PwC survey reveals gaping cyber disconnect

Opportunities abound for insurance industry as survey reveals more than half of New Zealand organisations don’t have a cybercrime incident response plan.

Insurance News

By Maryvonne Gray

Forty per cent of New Zealand organisations expect to experience cybercrime at some point over the next two years, according to PwC’s 2016 Global Economic Crime Survey.

However, 55% of them either don’t have an incident response plan for cybercrime, or they have one but it’s not yet operational.

Added to that only 9% had a digital forensic investigator on their first responder teams, which would determine how effectively a breach was handled.

This disconnect was worrying, said PwC Forensic Services Partner Eric Lucas, who stressed that economic crime was a business issue, not simply an IT or accounting issue.

“In a fast-changing and digitally dependent market, many organisations are not well placed to avoid cybercrime attacks, or if subject to attack, respond to them.

“Only about half of boards ask for information regarding their organisation’s state of readiness to deal with cyber incidents,” he said.

The survey also revealed that the incidence of reported cybercrime among its respondents had climbed sharply this year, jumping from fifth to joint second place among the most reported types of economic crime in 2016 compared to the 2014 results.

Over a quarter of respondents (29%) said they’d been affected by cybercrime, with another 12% not sure whether they had or not.

While all industries were at risk, according to PwC’s Global State of Information Security Survey 2016, the sector registering the most significant increase in cybercrime activity in 2015 was retail.

Financial services was still one of the most attacked sectors, but had levelled out, with very little growth in terms of number of attacks over the last three years.

Lucas split cyber economic crime into two distinct categories:
  • Cyber fraud – monetisable cybercrime such as identity and payment card theft;
  •  
  • Transfer of wealth/IP attacks – eg theft of critical intellectual property, trade secrets, product information, negotiating strategies etc.
The five categories of threats were nation-states, insiders, terrorists, organised crime syndicates and hacktivists.

Another worrying statistic, said Lucas, was that 51% who said they were not victims had likely been compromised without knowing it.

“A concerning trend we have observed is that hackers manage to remain on organisations’ networks for extended periods of time without being detected,” Lucas said.

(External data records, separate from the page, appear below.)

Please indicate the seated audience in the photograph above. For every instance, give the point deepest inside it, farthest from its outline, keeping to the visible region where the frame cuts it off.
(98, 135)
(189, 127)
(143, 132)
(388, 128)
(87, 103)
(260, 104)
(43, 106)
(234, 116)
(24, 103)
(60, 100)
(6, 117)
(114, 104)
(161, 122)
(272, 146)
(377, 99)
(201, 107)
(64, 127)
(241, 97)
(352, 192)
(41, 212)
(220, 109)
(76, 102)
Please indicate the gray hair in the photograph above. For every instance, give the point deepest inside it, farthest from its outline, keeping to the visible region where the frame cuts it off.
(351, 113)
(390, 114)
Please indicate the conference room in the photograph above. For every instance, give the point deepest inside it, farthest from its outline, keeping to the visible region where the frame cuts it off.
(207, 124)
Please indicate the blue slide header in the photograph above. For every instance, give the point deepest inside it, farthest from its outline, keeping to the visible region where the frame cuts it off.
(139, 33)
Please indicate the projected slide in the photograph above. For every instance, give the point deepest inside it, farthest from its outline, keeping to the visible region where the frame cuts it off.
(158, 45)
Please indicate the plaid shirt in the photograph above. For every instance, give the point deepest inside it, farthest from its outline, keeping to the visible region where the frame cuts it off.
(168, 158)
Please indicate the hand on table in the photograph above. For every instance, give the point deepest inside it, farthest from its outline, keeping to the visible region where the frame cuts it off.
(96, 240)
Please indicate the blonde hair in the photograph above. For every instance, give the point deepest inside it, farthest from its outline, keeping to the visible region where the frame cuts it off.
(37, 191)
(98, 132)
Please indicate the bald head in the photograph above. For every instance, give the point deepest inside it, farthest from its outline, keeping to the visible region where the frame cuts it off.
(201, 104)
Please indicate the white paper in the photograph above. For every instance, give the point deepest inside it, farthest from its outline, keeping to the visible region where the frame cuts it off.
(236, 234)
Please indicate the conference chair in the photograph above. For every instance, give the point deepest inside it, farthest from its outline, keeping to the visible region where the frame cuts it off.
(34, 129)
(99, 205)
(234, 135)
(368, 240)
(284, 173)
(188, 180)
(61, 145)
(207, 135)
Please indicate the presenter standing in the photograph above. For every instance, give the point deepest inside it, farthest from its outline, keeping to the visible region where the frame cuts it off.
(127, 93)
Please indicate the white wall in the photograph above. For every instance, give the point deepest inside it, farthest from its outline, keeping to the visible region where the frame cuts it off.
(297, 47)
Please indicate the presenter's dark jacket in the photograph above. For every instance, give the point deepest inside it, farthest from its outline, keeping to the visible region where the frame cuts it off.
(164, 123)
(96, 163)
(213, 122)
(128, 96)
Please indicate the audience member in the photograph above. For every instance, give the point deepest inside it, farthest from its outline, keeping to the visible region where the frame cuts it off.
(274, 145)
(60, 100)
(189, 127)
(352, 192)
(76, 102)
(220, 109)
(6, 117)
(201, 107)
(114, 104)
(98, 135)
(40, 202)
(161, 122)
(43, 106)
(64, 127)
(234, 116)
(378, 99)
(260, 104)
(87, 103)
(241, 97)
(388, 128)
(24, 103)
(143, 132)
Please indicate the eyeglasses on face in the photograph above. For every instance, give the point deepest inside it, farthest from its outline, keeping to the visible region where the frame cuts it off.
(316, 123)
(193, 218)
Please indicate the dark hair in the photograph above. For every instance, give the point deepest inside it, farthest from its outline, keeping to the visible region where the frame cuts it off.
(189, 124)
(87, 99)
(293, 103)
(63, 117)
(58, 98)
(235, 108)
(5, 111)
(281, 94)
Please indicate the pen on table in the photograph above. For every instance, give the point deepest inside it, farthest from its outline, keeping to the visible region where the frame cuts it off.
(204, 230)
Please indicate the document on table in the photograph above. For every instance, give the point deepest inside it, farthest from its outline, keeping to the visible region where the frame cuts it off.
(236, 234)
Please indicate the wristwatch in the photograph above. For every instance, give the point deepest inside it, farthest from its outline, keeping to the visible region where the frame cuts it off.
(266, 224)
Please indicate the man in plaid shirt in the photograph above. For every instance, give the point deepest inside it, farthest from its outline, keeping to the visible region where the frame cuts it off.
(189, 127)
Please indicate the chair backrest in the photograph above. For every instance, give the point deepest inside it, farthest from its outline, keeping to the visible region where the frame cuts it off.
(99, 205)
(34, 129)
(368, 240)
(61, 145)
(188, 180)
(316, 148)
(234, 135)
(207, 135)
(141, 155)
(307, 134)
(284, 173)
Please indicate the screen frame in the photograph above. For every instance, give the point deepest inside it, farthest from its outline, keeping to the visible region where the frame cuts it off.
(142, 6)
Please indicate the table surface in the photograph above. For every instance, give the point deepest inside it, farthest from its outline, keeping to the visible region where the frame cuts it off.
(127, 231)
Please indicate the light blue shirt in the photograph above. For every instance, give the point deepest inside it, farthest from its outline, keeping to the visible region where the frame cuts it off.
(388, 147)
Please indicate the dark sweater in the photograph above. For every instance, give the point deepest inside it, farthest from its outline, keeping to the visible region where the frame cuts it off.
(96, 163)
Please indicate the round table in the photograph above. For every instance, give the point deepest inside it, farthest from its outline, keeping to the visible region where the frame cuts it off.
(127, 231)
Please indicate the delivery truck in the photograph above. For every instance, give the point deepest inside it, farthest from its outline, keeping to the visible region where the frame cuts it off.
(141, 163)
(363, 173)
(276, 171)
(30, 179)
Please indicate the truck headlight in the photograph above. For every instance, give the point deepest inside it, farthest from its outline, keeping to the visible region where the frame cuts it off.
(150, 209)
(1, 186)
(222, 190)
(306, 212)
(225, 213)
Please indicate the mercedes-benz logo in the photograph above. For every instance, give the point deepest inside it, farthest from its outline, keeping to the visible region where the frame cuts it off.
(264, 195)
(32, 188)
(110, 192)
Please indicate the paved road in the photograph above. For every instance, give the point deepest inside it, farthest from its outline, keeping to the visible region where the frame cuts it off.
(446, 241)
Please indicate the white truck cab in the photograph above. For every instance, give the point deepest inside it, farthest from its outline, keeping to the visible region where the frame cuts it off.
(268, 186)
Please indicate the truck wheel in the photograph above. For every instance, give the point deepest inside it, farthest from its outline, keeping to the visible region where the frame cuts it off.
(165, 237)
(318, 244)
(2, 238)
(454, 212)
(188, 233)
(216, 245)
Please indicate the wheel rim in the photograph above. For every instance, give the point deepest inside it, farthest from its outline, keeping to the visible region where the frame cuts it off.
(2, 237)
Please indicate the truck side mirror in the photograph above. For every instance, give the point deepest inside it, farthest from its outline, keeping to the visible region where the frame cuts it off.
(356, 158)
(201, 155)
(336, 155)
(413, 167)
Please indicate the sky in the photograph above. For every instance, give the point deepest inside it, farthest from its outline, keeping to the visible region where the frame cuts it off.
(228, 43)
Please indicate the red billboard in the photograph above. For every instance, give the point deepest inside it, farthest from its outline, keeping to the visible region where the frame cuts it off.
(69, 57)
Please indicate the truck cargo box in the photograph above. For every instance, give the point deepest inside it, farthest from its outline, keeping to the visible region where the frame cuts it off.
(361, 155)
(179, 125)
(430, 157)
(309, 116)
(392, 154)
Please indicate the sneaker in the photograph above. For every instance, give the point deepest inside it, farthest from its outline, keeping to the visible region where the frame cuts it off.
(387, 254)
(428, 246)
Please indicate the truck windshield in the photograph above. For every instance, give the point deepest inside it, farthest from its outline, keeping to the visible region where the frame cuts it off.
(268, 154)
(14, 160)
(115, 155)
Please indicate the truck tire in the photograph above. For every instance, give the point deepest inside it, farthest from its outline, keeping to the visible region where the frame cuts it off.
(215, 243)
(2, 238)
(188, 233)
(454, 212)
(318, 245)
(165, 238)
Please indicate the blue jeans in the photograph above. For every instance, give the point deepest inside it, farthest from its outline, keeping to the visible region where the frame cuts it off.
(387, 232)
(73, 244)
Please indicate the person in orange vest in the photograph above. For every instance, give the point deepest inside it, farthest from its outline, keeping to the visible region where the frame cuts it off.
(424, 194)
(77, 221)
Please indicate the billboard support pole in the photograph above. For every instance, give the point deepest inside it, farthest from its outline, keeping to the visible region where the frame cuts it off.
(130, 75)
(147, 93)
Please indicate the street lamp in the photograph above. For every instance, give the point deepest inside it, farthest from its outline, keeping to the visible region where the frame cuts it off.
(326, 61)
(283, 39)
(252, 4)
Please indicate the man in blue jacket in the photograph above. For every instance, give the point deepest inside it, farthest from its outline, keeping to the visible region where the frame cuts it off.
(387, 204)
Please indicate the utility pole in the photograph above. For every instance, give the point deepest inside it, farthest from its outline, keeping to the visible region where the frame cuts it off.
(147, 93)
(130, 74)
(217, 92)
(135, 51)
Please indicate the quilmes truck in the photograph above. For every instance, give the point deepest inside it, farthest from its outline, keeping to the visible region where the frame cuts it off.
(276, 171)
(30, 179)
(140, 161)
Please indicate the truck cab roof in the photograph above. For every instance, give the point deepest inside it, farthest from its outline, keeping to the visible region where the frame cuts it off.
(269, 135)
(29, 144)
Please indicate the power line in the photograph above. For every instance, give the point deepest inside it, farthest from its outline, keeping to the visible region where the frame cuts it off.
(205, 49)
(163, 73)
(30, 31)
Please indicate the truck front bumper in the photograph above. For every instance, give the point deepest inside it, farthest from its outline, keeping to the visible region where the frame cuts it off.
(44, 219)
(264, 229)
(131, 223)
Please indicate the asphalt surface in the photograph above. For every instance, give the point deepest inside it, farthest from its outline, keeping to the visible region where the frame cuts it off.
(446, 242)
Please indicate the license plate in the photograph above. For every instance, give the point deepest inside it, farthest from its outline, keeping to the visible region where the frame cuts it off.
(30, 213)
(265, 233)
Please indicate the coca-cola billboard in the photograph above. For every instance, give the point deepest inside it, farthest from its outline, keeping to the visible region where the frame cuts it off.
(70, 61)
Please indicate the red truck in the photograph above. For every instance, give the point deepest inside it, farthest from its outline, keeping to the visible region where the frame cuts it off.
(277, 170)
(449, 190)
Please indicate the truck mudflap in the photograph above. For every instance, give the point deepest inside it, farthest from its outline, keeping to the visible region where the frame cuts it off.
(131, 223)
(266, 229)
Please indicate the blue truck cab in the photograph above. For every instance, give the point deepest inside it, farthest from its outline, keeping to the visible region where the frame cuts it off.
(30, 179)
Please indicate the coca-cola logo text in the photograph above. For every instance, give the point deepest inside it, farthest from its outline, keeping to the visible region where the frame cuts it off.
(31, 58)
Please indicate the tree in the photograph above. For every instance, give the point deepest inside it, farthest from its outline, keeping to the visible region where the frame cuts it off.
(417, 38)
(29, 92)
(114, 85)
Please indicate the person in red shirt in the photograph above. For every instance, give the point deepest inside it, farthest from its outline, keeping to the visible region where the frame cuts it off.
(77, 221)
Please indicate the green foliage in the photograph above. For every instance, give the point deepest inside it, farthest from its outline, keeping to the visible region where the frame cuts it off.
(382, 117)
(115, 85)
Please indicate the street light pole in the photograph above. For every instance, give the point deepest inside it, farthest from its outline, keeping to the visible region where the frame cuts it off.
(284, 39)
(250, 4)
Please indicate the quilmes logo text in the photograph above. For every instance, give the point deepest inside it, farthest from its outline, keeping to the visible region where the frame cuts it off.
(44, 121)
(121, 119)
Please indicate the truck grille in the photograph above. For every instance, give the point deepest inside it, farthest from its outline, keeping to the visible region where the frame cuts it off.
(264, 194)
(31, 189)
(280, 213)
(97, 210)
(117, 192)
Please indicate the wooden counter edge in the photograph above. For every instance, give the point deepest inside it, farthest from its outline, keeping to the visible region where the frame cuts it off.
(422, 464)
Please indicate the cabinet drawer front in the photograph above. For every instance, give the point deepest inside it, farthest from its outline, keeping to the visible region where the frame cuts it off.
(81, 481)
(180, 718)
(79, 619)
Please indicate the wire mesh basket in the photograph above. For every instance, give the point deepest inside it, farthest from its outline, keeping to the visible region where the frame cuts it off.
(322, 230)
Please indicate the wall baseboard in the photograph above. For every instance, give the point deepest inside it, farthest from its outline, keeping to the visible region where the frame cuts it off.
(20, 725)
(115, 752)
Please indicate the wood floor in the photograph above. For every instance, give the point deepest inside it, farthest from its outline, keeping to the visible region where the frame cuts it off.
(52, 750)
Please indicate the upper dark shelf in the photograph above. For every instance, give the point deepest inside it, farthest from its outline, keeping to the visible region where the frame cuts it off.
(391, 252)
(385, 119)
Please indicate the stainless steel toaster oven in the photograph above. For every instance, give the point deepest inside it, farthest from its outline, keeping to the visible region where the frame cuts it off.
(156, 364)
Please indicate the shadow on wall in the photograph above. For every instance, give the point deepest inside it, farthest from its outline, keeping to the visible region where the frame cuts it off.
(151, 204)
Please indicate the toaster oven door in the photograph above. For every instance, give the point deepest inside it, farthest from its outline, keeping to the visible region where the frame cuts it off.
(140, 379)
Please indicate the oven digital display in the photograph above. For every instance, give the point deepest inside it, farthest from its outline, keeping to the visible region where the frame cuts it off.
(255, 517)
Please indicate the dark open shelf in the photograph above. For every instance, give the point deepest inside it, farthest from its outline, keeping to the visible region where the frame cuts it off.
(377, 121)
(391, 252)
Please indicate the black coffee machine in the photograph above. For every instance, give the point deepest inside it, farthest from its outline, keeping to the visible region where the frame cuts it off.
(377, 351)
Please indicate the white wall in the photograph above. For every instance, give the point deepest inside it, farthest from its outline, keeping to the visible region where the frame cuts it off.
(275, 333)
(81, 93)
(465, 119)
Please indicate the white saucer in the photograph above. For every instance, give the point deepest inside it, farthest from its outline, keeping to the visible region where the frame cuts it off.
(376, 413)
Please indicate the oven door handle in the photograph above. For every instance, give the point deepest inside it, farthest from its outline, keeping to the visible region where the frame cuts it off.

“Attackers also are known to stage diversionary attacks to conceal more damaging activity.”

When a breach occurred, it was important to remember that the principles of a criminal investigation still applied, he said.

“In focusing on stopping an ongoing attack and getting back on line, it’s crucial not to inadvertently destroy evidence that could help with that investigation and with preventing the next attack.”